Therefore, we have shown that

\[\left|\epsilon_{n+1}\right|=k\left|\epsilon_{n}\right|^{2} \nonumber \]

as \(n \rightarrow \infty\), with

\[k=\frac{1}{2}\left|\frac{f^{\prime \prime}(r)}{f^{\prime}(r)}\right|, \nonumber \]

provided \(f^{\prime}(r) \neq 0\). Newton’s method is thus of order 2 at simple roots.

Secant Method

Determining the order of the Secant Method proceeds in a similar fashion. We start with

\[x_{n+1}=x_{n}-\frac{\left(x_{n}-x_{n-1}\right) f\left(x_{n}\right)}{f\left(x_{n}\right)-f\left(x_{n-1}\right)} . \nonumber \]

We subtract both sides from \(r\) and make use of

\[\begin{aligned} x_{n}-x_{n-1} &=\left(r-x_{n-1}\right)-\left(r-x_{n}\right) \\ &=\epsilon_{n-1}-\epsilon_{n} \end{aligned} \nonumber \]

and the Taylor series

\[\begin{aligned} f\left(x_{n}\right) &=-\epsilon_{n} f^{\prime}(r)+\frac{1}{2} \epsilon_{n}^{2} f^{\prime \prime}(r)+\ldots, \\ f\left(x_{n-1}\right) &=-\epsilon_{n-1} f^{\prime}(r)+\frac{1}{2} \epsilon_{n-1}^{2} f^{\prime \prime}(r)+\ldots, \end{aligned} \nonumber \]

so that

\[\begin{aligned} f\left(x_{n}\right)-f\left(x_{n-1}\right) &=\left(\epsilon_{n-1}-\epsilon_{n}\right) f^{\prime}(r)+\frac{1}{2}\left(\epsilon_{n}^{2}-\epsilon_{n-1}^{2}\right) f^{\prime \prime}(r)+\ldots \\ &=\left(\epsilon_{n-1}-\epsilon_{n}\right)\left(f^{\prime}(r)-\frac{1}{2}\left(\epsilon_{n-1}+\epsilon_{n}\right) f^{\prime \prime}(r)+\ldots\right) \end{aligned} \nonumber \]

We therefore have

\[\begin{aligned} \epsilon_{n+1} &=\epsilon_{n}+\frac{-\epsilon_{n} f^{\prime}(r)+\frac{1}{2} \epsilon_{n}^{2} f^{\prime \prime}(r)+\ldots}{f^{\prime}(r)-\frac{1}{2}\left(\epsilon_{n-1}+\epsilon_{n}\right) f^{\prime \prime}(r)+\ldots} \\ &=\epsilon_{n}-\epsilon_{n} \frac{1-\frac{1}{2} \epsilon_{n} \frac{f^{\prime \prime}(r)}{1-\frac{1}{2}\left(\epsilon_{n-1}+\epsilon_{n}\right)}+\ldots}{f^{\prime \prime}(r)}+\ldots \\ &=\epsilon_{n}-\epsilon_{n}\left(1-\frac{1}{2} \epsilon_{n} \frac{f^{\prime \prime}(r)}{f^{\prime}(r)}+\ldots\right)\left(1+\frac{1}{2}\left(\epsilon_{n-1}+\epsilon_{n}\right) \frac{f^{\prime \prime}(r)}{f^{\prime}(r)}+\ldots\right) \\ &=-\frac{1}{2} \frac{f^{\prime \prime}(r)}{f^{\prime}(r)} \epsilon_{n-1} \epsilon_{n}+\ldots \end{aligned} \nonumber \]

or to leading order

\[\left|\epsilon_{n+1}\right|=\frac{1}{2}\left|\frac{f^{\prime \prime}(r)}{f^{\prime}(r)}\right|\left|\epsilon_{n-1}\right|\left|\epsilon_{n}\right| . \nonumber \]

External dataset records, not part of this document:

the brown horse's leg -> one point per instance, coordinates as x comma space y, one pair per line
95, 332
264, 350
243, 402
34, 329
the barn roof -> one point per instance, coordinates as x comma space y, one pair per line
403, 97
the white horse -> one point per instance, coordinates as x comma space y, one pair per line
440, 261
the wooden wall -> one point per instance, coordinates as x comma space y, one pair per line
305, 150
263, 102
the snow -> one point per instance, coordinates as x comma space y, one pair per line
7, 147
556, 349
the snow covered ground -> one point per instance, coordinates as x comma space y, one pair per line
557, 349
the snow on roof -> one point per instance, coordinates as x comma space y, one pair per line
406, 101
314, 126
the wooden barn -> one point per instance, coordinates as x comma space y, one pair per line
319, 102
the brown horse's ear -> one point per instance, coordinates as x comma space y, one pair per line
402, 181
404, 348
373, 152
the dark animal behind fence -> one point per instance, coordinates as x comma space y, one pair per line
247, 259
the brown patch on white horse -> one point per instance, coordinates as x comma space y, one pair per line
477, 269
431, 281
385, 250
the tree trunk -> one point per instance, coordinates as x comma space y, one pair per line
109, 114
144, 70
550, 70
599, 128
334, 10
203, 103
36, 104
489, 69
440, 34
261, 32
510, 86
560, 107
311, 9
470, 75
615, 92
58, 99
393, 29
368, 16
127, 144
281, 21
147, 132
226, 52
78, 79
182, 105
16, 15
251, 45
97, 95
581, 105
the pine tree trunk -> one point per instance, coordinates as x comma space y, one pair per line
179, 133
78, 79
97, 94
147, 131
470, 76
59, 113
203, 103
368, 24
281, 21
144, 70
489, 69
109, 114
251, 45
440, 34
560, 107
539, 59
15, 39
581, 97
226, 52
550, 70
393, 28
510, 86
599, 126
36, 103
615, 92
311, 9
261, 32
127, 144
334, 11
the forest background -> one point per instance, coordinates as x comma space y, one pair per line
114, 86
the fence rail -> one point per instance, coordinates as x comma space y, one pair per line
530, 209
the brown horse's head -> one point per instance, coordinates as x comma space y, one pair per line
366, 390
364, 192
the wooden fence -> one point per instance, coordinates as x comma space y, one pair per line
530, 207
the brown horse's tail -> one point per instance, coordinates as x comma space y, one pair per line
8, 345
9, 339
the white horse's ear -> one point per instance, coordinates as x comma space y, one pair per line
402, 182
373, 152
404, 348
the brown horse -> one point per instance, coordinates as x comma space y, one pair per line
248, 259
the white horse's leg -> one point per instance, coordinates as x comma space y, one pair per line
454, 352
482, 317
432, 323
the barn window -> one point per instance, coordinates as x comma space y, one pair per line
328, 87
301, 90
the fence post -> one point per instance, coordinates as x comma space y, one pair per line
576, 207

The order of convergence is not yet obvious from this equation, but should be less than quadratic because \(\left|\epsilon_{n-1}\right|>\left|\epsilon_{n}\right|\). To determine the scaling law we look for a solution of the form

\[\left|\epsilon_{n+1}\right|=k\left|\epsilon_{n}\right|^{p} . \nonumber \]

From this ansatz, we also have

\[\left|\epsilon_{n}\right|=k\left|\epsilon_{n-1}\right|^{p}, \nonumber \]

and therefore

\[\left|\epsilon_{n+1}\right|=k^{p+1}\left|\epsilon_{n-1}\right|^{p^{2}} . \nonumber \]

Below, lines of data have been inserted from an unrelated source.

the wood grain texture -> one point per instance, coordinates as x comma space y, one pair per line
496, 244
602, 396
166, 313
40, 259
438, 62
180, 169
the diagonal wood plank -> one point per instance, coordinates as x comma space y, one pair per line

Substitution into (2.26) results in

\[k^{p+1}\left|\epsilon_{n-1}\right|^{p^{2}}=\frac{k}{2}\left|\frac{f^{\prime \prime}(r)}{f^{\prime}(r)}\right|\left|\epsilon_{n-1}\right|^{p+1} . \nonumber \]

Equating the coefficient and the power of \(\epsilon_{n-1}\) results in

\[k^{p}=\frac{1}{2}\left|\frac{f^{\prime \prime}(r)}{f^{\prime}(r)}\right|, \nonumber \]

and

\[p^{2}=p+1 . \nonumber \]

The order of convergence of the Secant Method, given by \(p\), is therefore the positive root of the quadratic equation \(p^{2}-p-1=0\), or

\[p=\frac{1+\sqrt{5}}{2} \approx 1.618 \text {, } \nonumber \]

which coincidentally is a famous irrational number that is called The Golden Ratio, and goes by the symbol \(\Phi\). We see that the Secant Method has an order of convergence lying between the Bisection Method and Newton’s Method.